Schwächstes Ergebnis seit langer Zeit
Jahrzehntelang dominierte die CSU die bayerische Kommunalpolitik mit komfortablen Mehrheiten. Diese Selbstverständlichkeit ist vorbei. Bei der jüngsten Kommunalwahl verlor die Partei in zahlreichen Städten und Gemeinden an Boden.
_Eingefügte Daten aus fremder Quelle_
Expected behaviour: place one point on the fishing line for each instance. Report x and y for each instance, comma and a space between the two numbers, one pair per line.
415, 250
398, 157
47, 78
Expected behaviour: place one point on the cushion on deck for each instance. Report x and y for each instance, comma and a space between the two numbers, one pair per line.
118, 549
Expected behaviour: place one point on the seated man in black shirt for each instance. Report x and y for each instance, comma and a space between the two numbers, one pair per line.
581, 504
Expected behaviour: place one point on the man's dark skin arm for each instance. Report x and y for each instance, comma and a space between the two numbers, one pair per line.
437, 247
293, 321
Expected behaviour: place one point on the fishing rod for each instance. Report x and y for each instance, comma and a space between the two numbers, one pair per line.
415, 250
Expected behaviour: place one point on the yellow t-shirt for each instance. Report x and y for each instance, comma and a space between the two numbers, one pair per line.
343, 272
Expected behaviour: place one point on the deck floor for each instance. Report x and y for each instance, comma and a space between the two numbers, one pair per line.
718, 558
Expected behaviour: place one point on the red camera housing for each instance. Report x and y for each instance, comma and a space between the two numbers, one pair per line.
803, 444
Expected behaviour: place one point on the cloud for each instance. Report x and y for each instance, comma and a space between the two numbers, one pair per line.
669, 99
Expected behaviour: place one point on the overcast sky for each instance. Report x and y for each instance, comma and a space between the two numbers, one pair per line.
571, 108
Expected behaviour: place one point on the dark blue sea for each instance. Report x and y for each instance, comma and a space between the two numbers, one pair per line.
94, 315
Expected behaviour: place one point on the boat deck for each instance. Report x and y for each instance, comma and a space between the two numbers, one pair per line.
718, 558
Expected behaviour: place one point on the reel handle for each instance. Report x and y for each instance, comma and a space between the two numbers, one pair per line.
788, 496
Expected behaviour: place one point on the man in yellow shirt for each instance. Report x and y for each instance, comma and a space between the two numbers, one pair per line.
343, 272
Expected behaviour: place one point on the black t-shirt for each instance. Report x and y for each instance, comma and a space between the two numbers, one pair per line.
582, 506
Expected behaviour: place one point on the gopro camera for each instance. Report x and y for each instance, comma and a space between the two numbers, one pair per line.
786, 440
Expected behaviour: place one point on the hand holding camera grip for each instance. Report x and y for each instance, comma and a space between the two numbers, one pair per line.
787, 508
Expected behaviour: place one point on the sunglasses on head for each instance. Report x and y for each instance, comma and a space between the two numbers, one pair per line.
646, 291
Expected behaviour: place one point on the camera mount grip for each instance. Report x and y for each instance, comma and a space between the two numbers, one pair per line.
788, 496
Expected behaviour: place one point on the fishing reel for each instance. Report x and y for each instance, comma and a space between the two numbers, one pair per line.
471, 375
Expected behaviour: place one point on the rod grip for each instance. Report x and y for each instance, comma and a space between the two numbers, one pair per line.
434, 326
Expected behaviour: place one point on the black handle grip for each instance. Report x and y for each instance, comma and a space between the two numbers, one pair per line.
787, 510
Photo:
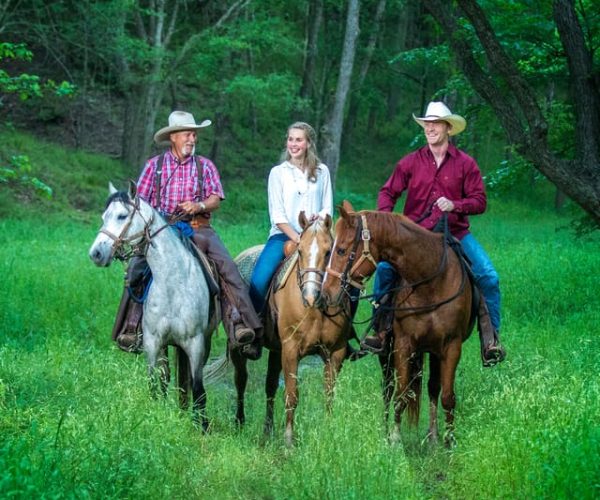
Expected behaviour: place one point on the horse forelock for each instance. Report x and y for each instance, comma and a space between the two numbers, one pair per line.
121, 196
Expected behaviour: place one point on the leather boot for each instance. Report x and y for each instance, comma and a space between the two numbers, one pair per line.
492, 351
382, 325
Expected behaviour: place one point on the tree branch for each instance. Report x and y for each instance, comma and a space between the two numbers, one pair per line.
583, 87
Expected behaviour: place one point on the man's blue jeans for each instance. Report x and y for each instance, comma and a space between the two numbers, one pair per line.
265, 268
486, 277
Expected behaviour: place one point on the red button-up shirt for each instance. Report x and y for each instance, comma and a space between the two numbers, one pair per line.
179, 182
458, 178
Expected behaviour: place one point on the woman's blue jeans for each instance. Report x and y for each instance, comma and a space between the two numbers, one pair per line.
486, 277
265, 268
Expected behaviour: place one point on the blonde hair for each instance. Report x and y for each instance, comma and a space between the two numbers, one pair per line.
311, 160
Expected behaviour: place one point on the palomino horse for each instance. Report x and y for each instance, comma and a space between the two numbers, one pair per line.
176, 310
432, 310
298, 324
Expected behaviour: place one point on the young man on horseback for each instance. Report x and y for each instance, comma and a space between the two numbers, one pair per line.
186, 189
439, 178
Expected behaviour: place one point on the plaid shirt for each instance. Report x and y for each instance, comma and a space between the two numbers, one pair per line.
178, 182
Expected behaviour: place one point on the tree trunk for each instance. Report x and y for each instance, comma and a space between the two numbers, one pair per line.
331, 132
364, 68
315, 13
516, 106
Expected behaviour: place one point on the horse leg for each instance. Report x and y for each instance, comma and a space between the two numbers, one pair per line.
152, 350
240, 378
289, 361
433, 388
402, 365
271, 385
448, 373
331, 369
164, 370
183, 377
195, 354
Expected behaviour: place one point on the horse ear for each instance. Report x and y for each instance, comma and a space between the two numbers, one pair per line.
132, 189
302, 220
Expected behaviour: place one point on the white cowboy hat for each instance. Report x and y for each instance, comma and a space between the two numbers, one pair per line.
438, 111
178, 121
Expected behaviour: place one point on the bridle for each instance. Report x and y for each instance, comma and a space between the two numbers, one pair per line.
346, 277
125, 247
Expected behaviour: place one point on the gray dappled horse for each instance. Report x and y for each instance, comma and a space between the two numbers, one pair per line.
177, 306
299, 324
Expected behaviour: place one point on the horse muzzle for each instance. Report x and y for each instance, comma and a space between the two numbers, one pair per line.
101, 255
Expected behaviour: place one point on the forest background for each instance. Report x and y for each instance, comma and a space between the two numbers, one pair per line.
83, 87
524, 74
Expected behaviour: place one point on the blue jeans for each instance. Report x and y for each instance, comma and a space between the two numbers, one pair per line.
265, 268
486, 277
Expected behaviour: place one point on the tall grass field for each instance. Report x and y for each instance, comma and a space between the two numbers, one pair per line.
77, 419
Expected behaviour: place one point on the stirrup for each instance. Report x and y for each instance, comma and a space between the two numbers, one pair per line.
493, 354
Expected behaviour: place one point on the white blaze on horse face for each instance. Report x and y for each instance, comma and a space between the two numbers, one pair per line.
113, 218
326, 275
311, 290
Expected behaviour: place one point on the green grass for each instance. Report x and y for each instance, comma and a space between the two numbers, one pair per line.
77, 421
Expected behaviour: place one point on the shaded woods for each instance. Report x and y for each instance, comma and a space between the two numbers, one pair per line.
526, 77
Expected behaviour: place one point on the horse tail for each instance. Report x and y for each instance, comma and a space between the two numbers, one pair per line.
216, 370
413, 393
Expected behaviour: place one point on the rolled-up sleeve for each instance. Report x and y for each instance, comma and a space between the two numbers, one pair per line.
327, 201
276, 202
392, 189
474, 199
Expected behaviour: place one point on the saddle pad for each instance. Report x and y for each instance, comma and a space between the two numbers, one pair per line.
246, 261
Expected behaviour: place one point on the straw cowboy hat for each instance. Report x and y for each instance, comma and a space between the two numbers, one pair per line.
438, 111
178, 121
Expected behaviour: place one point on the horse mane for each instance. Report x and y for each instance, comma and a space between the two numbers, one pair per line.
387, 223
393, 226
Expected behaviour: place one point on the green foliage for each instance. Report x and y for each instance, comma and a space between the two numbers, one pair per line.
76, 418
17, 174
24, 85
69, 182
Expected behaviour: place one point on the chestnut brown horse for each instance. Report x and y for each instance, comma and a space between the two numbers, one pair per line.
432, 309
297, 324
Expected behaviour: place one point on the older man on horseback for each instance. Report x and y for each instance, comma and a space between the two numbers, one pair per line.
186, 188
441, 179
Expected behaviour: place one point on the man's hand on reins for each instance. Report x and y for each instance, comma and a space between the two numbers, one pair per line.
190, 207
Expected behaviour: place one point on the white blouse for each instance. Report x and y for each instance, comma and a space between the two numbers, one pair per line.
290, 192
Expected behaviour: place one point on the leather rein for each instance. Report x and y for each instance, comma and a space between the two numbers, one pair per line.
363, 234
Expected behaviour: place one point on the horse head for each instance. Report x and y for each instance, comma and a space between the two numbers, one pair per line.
313, 253
124, 227
350, 261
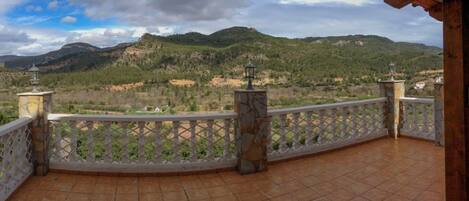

Konkrete Einzelergebnisse aus Großstädten wie München, Nürnberg und Augsburg zeigen ein differenziertes Bild: Die CSU hält zwar viele Bürgermeisterposten, doch die absoluten Mehrheiten in Gemeinderäten schrumpfen.
In München regiert seit Jahren die SPD das Rathaus. An dieser Lage änderte auch die jüngste Wahl nichts. In Nürnberg, der zweitgrößten Stadt Bayerns, ist die CSU ebenfalls nicht an der Spitze. Das zeigt: In den urbanen Zentren hat die Partei strukturelle Schwächen.
Freie Wähler und Grüne als Konkurrenten
Die CSU leidet unter einer Fragmentierung des bürgerlichen Lagers. Die Freien Wähler sind in vielen Landgemeinden eine ernstzunehmende Alternative. Sie sprechen ähnliche Wählergruppen an, ohne das Berliner Regierungshandeln zu tragen.
Auch die Grünen konnten sich in Universitätsstädten und wohlhabenden Umlandgemeinden behaupten. Städte wie Erlangen, Regensburg oder Landshut zeigen, dass das grüne Milieu in Bayern dauerhaft verankert ist. Die CSU verliert an diesen Orten Stimmen an beide Richtungen gleichzeitig.
AfD drängt auch in die Kommunen
Ein weiterer Faktor ist die AfD. Die Partei trat in vielen bayerischen Kommunen erstmals oder verstärkt an. Sie zog in zahlreiche Gemeinderäte ein. Das kostet die CSU vor allem in strukturschwächeren Regionen Ostbayerns und in Kleinstädten Stimmen. Dort, wo Frust über Bundespolitik, Zuwanderung und wirtschaftlichen Wandel besonders stark ist, profitiert die AfD.
Was das Ergebnis für die CSU bedeutet
Parteichef Markus Söder steht vor einer doppelten Herausforderung. Einerseits muss er die CSU als Volkspartei in der Fläche verteidigen. Andererseits muss er in den Städten wieder anschlussfähig werden. Beides gleichzeitig zu schaffen, ist schwierig.
Die Kommunalwahl ist kein direktes Votum über Söder oder die Staatsregierung in München. Lokale Themen spielen eine große Rolle. Trotzdem lesen Parteibeobachter aus solchen Ergebnissen langfristige Trends. Eine Partei, die kommunal schwächelt, verliert auch Nachwuchstalente und Netzwerke für die Landtagswahl.
Koalitionspartner unter Druck
Auch CSU-Koalitionspartner auf kommunaler Ebene schnitten durchwachsen ab. Freie-Wähler-Chef Hubert Aiwanger regiert in München mit Söder zusammen. Doch auf kommunaler Ebene konkurrieren beide Parteien direkt. Die Freien Wähler konnten ihren Stimmenanteil in Teilen Bayerns ausbauen. Das zeigt die Grenzen der Koalitionslogik auf lokaler Ebene.
Fazit: Dominanz unter Druck
Die CSU gewinnt, aber sie siegt nicht mehr so souverän wie früher. Bayern verändert sich: städtischer, pluraler, weniger homogen. Die Partei muss Antworten finden auf Wähler, die ihr aus unterschiedlichen Richtungen davonlaufen. Das Kommunalergebnis ist kein Desaster, aber es ist eine klare Warnung. Die nächste Landtagswahl wirft bereits ihren Schatten voraus.